LOCK & COMPANY
What is the easiest way of changing one’s outdoor appearance? Buy a hat. I did it as an undergraduate in Cambridge (it was a homburg, and caused me to be described in the pages of the Spectator as “a pale imitation of Enoch Powell”) and I have just done it again. And where does one go to buy a hat? To Lock’s, of course.
The firm of James Lock & Company was founded in 1676 and therefore can claim to have acquired a decent measure of experience in the provision of headgear. It now resides at number six St James’s Street, handily close to a number of London’s more civilized destinations. So a pleasant morning can be had, buying a couple of paintings at a Christie’s auction, being measured for some shirts in Jermyn street, selecting a hat at Lock’s and then toddling off to the Ritz for lunch.
Still owned and run by descendants of Mr Lock and of his business partner, the shop is narrow, long and has a properly old-fashioned atmosphere. In the corner is a handsome long case clock. Do not overlook it, for it is an important timepiece – important enough, indeed, to be the subject of an article in Antiquarian Horology. Its top dial allows you to calculate the time of sunrise and sunset on any day of the year – although it is always 10 days early, having been made before the introduction of the Gregorian calendar in England in 1752. Looking closely, I spied the words ‘No real night’. What on earth did they mean? Well, it seems that there is a period between May and July in England during which the sun does not sink low enough below the horizon to be classified, astronomically, as night. Remarkable.
As is the list of Lock’s customers. The warrants of the Duke of Edinburgh and his son hang on the walls. Of other current customers the firm is discreet, but past notables such as Lord Nelson, Charlie Chaplin, General de Gaulle, Oscar Wilde, Beau Brummel, Laurence Olivier and the Duke of Wellington all covered their heads the Lock’s way. (One of the Iron Duke’s swan-feathered hats can still be seen in the shop, an impressive tribute to the longevity of the firm’s products.) And customers occasionally contribute more than their distinction. Sometimes hats are named after those for whom they were first made. Thus the Coke. The Coke? Yes, long before the American fizzy drink, Mr William Coke asked Lock’s to make a hard, rounded hat for his gamekeepers. Thus was born what people outside the world of Lock’s know as the bowler hat – made of muslin, stiffened with shellac.

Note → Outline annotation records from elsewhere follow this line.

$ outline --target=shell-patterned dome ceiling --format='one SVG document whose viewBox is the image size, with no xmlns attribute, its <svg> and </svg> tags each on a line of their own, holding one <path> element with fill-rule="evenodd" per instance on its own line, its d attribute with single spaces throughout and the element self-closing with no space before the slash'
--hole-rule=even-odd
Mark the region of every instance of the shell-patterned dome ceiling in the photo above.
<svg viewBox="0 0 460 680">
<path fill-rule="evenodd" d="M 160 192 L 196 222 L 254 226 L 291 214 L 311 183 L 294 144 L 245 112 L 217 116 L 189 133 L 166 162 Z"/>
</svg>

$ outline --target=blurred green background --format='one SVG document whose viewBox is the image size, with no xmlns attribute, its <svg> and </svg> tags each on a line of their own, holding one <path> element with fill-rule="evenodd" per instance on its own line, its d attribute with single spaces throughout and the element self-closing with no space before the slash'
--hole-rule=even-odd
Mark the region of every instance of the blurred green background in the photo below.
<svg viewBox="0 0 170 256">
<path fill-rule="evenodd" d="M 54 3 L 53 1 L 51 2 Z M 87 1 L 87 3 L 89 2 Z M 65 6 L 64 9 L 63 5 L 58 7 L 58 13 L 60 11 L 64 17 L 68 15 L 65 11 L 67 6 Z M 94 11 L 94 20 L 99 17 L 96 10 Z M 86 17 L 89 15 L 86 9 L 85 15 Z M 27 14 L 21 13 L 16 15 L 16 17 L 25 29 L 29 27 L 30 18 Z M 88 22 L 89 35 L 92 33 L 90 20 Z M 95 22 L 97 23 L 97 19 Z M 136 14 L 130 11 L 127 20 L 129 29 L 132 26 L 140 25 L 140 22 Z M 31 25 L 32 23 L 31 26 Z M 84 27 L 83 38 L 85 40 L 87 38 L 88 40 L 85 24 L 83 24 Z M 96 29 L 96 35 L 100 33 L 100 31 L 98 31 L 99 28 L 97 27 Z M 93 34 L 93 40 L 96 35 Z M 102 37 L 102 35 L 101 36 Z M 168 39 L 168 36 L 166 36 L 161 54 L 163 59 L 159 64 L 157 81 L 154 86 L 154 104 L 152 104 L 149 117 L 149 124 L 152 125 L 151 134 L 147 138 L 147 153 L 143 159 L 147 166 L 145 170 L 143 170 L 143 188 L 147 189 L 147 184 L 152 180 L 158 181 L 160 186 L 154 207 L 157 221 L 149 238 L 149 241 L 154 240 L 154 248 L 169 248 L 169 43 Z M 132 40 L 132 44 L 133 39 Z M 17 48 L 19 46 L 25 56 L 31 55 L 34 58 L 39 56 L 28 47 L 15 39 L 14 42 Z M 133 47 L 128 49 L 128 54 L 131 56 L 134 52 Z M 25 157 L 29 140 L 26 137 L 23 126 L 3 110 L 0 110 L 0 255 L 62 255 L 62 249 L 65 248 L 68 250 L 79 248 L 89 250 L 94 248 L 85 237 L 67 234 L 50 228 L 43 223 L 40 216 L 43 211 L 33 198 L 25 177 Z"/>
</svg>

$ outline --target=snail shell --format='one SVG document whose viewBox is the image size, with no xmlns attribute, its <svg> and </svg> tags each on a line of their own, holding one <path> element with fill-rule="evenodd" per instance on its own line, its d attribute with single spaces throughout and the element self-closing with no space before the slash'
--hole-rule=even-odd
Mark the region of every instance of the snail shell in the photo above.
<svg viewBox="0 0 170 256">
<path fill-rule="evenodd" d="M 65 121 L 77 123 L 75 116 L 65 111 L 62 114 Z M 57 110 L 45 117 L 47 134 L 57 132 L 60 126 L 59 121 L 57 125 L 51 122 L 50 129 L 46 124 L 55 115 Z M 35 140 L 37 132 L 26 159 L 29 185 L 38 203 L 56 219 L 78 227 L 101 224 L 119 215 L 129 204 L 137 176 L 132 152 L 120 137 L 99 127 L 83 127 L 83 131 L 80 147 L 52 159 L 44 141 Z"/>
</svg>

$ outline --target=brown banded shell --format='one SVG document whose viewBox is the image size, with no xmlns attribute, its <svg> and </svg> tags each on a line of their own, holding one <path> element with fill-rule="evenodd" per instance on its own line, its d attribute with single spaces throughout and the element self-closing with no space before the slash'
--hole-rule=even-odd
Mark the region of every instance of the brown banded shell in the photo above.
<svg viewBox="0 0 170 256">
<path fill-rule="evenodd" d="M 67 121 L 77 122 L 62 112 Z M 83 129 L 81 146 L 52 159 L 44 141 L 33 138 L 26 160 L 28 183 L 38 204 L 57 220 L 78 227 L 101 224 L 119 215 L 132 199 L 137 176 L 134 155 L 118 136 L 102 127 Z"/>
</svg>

For such stiff hats, the fit is critical. I decided to be measured. Thus was I introduced to the Conformateur. Onto my head was lowered the heavy machine. It reminded me of those devices in the science fiction films of my youth which were used for robbing victims of their minds. But here it was made of ebony and mother of pearl, so I felt quite safe. The card template made by the Conformateur was then introduced into another machine, which produced a block to the exact size of my head. A hat was heated and moulded onto the block. And there it was: my very own customized Coke hat.
As a bespoke tailor stores your paper pattern and a shoe maker preserves your very own last, so the hat maker files away the templates made by the Conformateur – dated, because head shapes do change over time. At Lock’s some have been mounted in a frame – including those of the Princess of Wales, Field Marshall Montgomery and the absent peer, Lord Lucan. Mine will be tucked away, awaiting my next visit. For this time I decided against the Coke. I looked at the tweed caps and the panamas and the velvet smoking caps and the leather driving helmets. But, in the end, I went for one of the marvellously stylish felt hats. (At this level of excellence, the felt is made of rabbit hair.)
I did look at an Australian concoction, complete with crocodile teeth (from farmed animals, I was assured by the charming Marketing Manager, Janet Taylor), but decided it might not be quite what I wanted. So I settled on a navy blue Chelsea, lined in white silk with a medium to wide brim and two front dents. A perfect fit: not touching the ears, sitting medium forehead and gripping without any unpleasant tightness. (If you look into the hat and can read the label, it is the right way round for putting straight onto your head. If in doubt, the little bow inside is always at the back of the head.)
Before I left, the hat was whisked upstairs for my initials to be stamped in gold onto the inside leather band. The price? £150 (the Coke is £205). This was a real bargain, given the quality of the hat and the excellence of the service I had received. Fancy, being able to look a new man for just £150.